From mboxrd@z Thu Jan  1 00:00:00 1970
From: Roger Heflin <rogerheflin@gmail.com>
Subject: Re: Array 'freezes' for some time after large writes?
Date: Tue, 30 Mar 2010 20:35:28 -0500
Message-ID: <4BB2A6E0.5010504@gmail.com>
References: <dead81ad1003301007h4015ac57x99f36d232bb705b6@mail.gmail.com>
Mime-Version: 1.0
Content-Type: text/plain; charset=ISO-8859-1; format=flowed
Content-Transfer-Encoding: 7bit
Return-path: <linux-raid-owner@vger.kernel.org>
In-Reply-To: <dead81ad1003301007h4015ac57x99f36d232bb705b6@mail.gmail.com>
Sender: linux-raid-owner@vger.kernel.org
To: Jim Duchek <jim.duchek@gmail.com>
Cc: linux-raid@vger.kernel.org
List-Id: linux-raid.ids

Jim Duchek wrote:
> Hi all.  Regularly after a large write to the disk (untarring a very
> large file, etc), my RAID5 will 'freeze' for a period of time --
> perhaps around a minute.  My system is completely responsive otherwise
> during this time, with the exception of anything that is attempting to
> read or write from the array -- it's as if any file descriptors simply
> block.  Nothing disk/raid-related is written to the logs during this
> time.  The array is mounted as /home -- so an awful lot of things
> completely freeze during this time (web browser, any video that is
> running, etc).  The disks don't seem to be actually accessed during
> this time (I can't hear them, and the disk access light stays off),
> and it's not as if it's just reading slowly -- it's not reading at
> all.   Array performance is completely normal before and after the
> freeze and simply non-existent during it.  The root disk (which is on
> a seperate disk entirely from the RAID) runs fine during this time, as
> does everything else (network, video card, etc -- as long it doesn't
> touch the array) -- for example, a Terminal window open is still
> responsive during the freeze, and 'ls /' would work fine, while 'ls
> /home' would block until the 'freeze' is over.
> 
> Some more detailed information on my setup attached.  It's pretty
> vanilla.  Unfortunately this started around the time four things
> happened -- a kernel upgrade to 2.6.32, upgrading my filesystems to
> ext4, replacing a disk gone bad in the RAID, and a video card change.

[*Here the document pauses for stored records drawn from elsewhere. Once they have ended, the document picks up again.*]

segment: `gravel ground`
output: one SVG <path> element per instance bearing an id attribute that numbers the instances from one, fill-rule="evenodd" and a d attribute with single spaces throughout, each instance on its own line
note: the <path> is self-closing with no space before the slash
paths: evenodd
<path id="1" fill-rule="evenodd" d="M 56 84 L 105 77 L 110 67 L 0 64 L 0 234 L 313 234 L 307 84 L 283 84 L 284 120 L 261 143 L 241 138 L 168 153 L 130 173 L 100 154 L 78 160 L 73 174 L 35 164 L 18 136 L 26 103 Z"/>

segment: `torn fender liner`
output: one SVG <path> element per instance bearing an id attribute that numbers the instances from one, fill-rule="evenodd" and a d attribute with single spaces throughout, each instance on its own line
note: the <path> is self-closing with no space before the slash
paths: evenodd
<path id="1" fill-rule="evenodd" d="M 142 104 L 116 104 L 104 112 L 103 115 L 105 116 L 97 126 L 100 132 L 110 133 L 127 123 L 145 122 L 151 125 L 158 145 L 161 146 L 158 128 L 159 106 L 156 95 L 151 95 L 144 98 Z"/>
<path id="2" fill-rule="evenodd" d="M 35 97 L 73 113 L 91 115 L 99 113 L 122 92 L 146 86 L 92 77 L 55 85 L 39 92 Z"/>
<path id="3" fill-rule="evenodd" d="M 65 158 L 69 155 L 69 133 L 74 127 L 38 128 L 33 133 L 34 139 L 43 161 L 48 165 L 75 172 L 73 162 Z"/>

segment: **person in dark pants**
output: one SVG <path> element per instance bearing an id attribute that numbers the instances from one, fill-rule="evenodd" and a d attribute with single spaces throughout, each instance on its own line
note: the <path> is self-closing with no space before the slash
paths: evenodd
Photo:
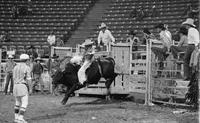
<path id="1" fill-rule="evenodd" d="M 44 83 L 43 80 L 41 78 L 41 75 L 43 73 L 43 66 L 41 64 L 42 59 L 40 57 L 38 57 L 37 59 L 35 59 L 35 64 L 33 65 L 33 69 L 32 69 L 32 73 L 33 73 L 33 78 L 34 78 L 34 83 L 33 83 L 33 87 L 32 87 L 32 93 L 35 93 L 36 91 L 36 86 L 38 84 L 40 84 L 41 86 L 41 93 L 43 94 L 43 89 L 44 89 Z"/>
<path id="2" fill-rule="evenodd" d="M 8 56 L 8 62 L 6 63 L 5 66 L 5 72 L 6 72 L 6 84 L 5 84 L 5 89 L 4 93 L 7 95 L 8 91 L 8 85 L 10 83 L 10 94 L 12 95 L 13 93 L 13 68 L 15 67 L 16 63 L 13 61 L 13 56 L 9 55 Z"/>
<path id="3" fill-rule="evenodd" d="M 28 54 L 29 56 L 32 56 L 33 59 L 36 59 L 36 58 L 38 57 L 38 54 L 37 54 L 37 52 L 35 51 L 35 47 L 34 47 L 33 45 L 31 45 L 31 46 L 28 48 L 27 54 Z"/>
<path id="4" fill-rule="evenodd" d="M 181 27 L 178 33 L 180 35 L 180 41 L 178 43 L 178 46 L 173 45 L 170 47 L 174 59 L 178 58 L 177 56 L 178 52 L 185 52 L 188 46 L 188 39 L 187 39 L 188 30 L 185 27 Z"/>
<path id="5" fill-rule="evenodd" d="M 188 46 L 184 56 L 184 80 L 191 79 L 192 68 L 189 66 L 191 54 L 195 47 L 198 46 L 199 42 L 199 31 L 195 28 L 194 19 L 187 18 L 185 22 L 182 23 L 188 29 Z"/>
<path id="6" fill-rule="evenodd" d="M 159 41 L 162 43 L 162 48 L 159 47 L 152 47 L 151 50 L 155 54 L 155 56 L 158 58 L 159 61 L 164 61 L 167 58 L 167 51 L 169 51 L 171 45 L 172 45 L 172 35 L 171 33 L 166 29 L 163 23 L 158 24 L 155 26 L 155 28 L 159 32 Z"/>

> I would assume one of these is the culprit, but you know what they say
> about 'assume'.  I cannot reproduce the problem reliably, but it
> happens a couple times a day.  My questions are these:
> 
> 1. Is there any way to turn on more detailed logging for the RAID
> system in the kernel?  The wiki or a google search makes no mention I
> can find, and mdadm doesn't put anything out during this time.
> 2. Possibly a problem with the SATA system?  My root drive is PATA --
> my RAID disks are all SATA.
> 2. Uh, any other ideas? :)
> 
> 
> Thanks, all.
> 
> Jim Duchek
> 
> 
> 
> 
> 
> [jrduchek@jimbob ~]$ uname -a
> Linux jimbob 2.6.32-ARCH #1 SMP PREEMPT Mon Mar 15 20:44:03 CET 2010
> x86_64 Intel(R) Core(TM)2 Quad CPU Q8400 @ 2.66GHz GenuineIntel
> GNU/Linux
> 
> [jrduchek@jimbob ~]$ cat /proc/mdstat
> Personalities : [raid6] [raid5] [raid4]

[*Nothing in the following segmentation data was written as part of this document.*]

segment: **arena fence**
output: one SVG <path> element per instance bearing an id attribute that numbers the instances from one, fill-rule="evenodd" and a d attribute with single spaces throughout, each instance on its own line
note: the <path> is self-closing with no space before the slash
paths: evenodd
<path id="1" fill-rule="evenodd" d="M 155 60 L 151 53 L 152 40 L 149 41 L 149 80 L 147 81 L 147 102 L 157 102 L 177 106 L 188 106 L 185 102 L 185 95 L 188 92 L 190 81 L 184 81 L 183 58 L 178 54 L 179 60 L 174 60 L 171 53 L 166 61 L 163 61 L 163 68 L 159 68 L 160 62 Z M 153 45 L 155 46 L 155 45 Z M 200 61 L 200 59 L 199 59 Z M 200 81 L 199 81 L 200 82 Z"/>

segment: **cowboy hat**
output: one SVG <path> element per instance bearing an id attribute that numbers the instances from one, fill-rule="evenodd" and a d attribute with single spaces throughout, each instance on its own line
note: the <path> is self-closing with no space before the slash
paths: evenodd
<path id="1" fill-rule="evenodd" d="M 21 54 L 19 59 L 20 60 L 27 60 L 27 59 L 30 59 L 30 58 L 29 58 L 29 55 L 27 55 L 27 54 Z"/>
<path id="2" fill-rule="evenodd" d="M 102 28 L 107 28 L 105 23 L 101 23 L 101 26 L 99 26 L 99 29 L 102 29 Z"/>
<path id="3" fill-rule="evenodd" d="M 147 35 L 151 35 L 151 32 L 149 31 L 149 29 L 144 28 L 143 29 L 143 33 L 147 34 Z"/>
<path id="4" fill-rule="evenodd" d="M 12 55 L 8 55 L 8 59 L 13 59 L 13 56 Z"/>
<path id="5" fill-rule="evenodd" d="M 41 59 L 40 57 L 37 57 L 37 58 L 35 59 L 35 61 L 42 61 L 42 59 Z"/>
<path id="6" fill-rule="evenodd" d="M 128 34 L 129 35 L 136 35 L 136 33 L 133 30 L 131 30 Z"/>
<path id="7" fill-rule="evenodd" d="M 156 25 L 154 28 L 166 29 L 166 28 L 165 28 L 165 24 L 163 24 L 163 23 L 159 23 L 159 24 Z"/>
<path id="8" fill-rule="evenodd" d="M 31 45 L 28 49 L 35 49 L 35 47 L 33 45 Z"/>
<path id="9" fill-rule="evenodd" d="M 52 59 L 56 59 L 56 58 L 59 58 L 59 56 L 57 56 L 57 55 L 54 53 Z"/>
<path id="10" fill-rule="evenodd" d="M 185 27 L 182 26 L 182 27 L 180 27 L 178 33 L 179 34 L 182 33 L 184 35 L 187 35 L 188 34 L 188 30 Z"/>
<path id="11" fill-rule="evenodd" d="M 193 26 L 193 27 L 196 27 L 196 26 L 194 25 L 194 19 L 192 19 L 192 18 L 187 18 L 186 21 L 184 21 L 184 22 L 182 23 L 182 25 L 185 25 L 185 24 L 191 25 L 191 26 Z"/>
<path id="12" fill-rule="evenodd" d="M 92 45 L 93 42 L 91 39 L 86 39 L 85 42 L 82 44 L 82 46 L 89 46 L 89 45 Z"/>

> md0 : active raid5 sdb1[0] sde1[3] sdd1[2] sdc1[1]
>       1465151808 blocks level 5, 64k chunk, algorithm 2 [4/4] [UUUU]
> 
> unused devices: <none>
> 
> 
> [jrduchek@jimbob ~]$ mount
> /dev/sda3 on / type ext4 (rw,noatime,user_xattr)
> udev on /dev type tmpfs (rw,nosuid,relatime,size=10240k,mode=755)

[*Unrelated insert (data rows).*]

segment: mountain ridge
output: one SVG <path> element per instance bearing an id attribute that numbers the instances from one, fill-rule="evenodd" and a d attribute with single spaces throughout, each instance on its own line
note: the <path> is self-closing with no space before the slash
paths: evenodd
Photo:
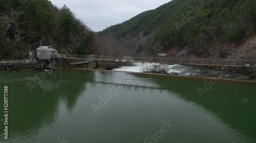
<path id="1" fill-rule="evenodd" d="M 173 0 L 98 32 L 94 48 L 133 56 L 187 48 L 179 56 L 234 58 L 229 52 L 254 36 L 255 17 L 253 1 Z"/>

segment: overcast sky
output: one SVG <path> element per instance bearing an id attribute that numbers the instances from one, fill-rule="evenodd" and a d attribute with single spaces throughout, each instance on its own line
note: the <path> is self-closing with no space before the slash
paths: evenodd
<path id="1" fill-rule="evenodd" d="M 61 8 L 66 5 L 92 30 L 130 19 L 145 11 L 154 9 L 171 0 L 51 0 Z"/>

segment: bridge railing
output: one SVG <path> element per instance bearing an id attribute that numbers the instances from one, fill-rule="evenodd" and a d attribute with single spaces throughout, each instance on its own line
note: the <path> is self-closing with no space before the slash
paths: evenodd
<path id="1" fill-rule="evenodd" d="M 172 64 L 186 64 L 195 65 L 214 65 L 222 66 L 242 67 L 244 63 L 251 64 L 251 67 L 256 67 L 256 61 L 237 60 L 223 59 L 187 59 L 181 58 L 154 58 L 154 57 L 128 57 L 100 55 L 90 56 L 83 55 L 65 55 L 66 58 L 80 59 L 91 60 L 104 60 L 115 61 L 125 61 L 132 62 L 152 62 Z M 65 58 L 63 57 L 63 58 Z"/>
<path id="2" fill-rule="evenodd" d="M 33 64 L 37 63 L 37 60 L 0 61 L 0 65 L 13 65 L 18 64 Z"/>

> none on /proc type proc (rw,relatime)
> none on /sys type sysfs (rw,relatime)
> none on /dev/pts type devpts (rw)
> none on /dev/shm type tmpfs (rw)
> /dev/sda1 on /boot type ext2 (rw)
> /dev/md0 on /home type ext4 (rw,noatime,user_xattr)
> 
> [jrduchek@jimbob ~]$ more /etc/rc.local
> #!/bin/bash
> #
> # /etc/rc.local: Local multi-user startup script.
> #
> 
> echo 8192 > /sys/block/md0/md/stripe_cache_size
> blockdev --setra 32768 /dev/md0
> blockdev --setfra 32768 /dev/md0
> 
> 
> 
> dmesg (relevant):
> 
> 
> 
> 
> ata3: SATA max UDMA/133 cmd 0xc400 ctl 0xc080 bmdma 0xb880 irq 19
> ata4: SATA max UDMA/133 cmd 0xc000 ctl 0xbc00 bmdma 0xb888 irq 19
> ata3.00: ATA-7: WDC WD5000AAJS-22TKA0, 12.01C01, max UDMA/133
> ata3.00: 976773168 sectors, multi 16: LBA48 NCQ (depth 0/32)
> ata3.01: ATA-8: WDC WD5002ABYS-02B1B0, 02.03B03, max UDMA/133
> ata3.01: 976773168 sectors, multi 16: LBA48 NCQ (depth 0/32)
> ata3.00: configured for UDMA/133
> ata3.01: configured for UDMA/133
> ata4.00: ATA-7: WDC WD5000AAJS-22TKA0, 12.01C01, max UDMA/133
> ata4.00: 976773168 sectors, multi 16: LBA48 NCQ (depth 0/32)
> ata4.01: ATA-7: WDC WD5000AAJS-22TKA0, 12.01C01, max UDMA/133
> ata4.01: 976773168 sectors, multi 16: LBA48 NCQ (depth 0/32)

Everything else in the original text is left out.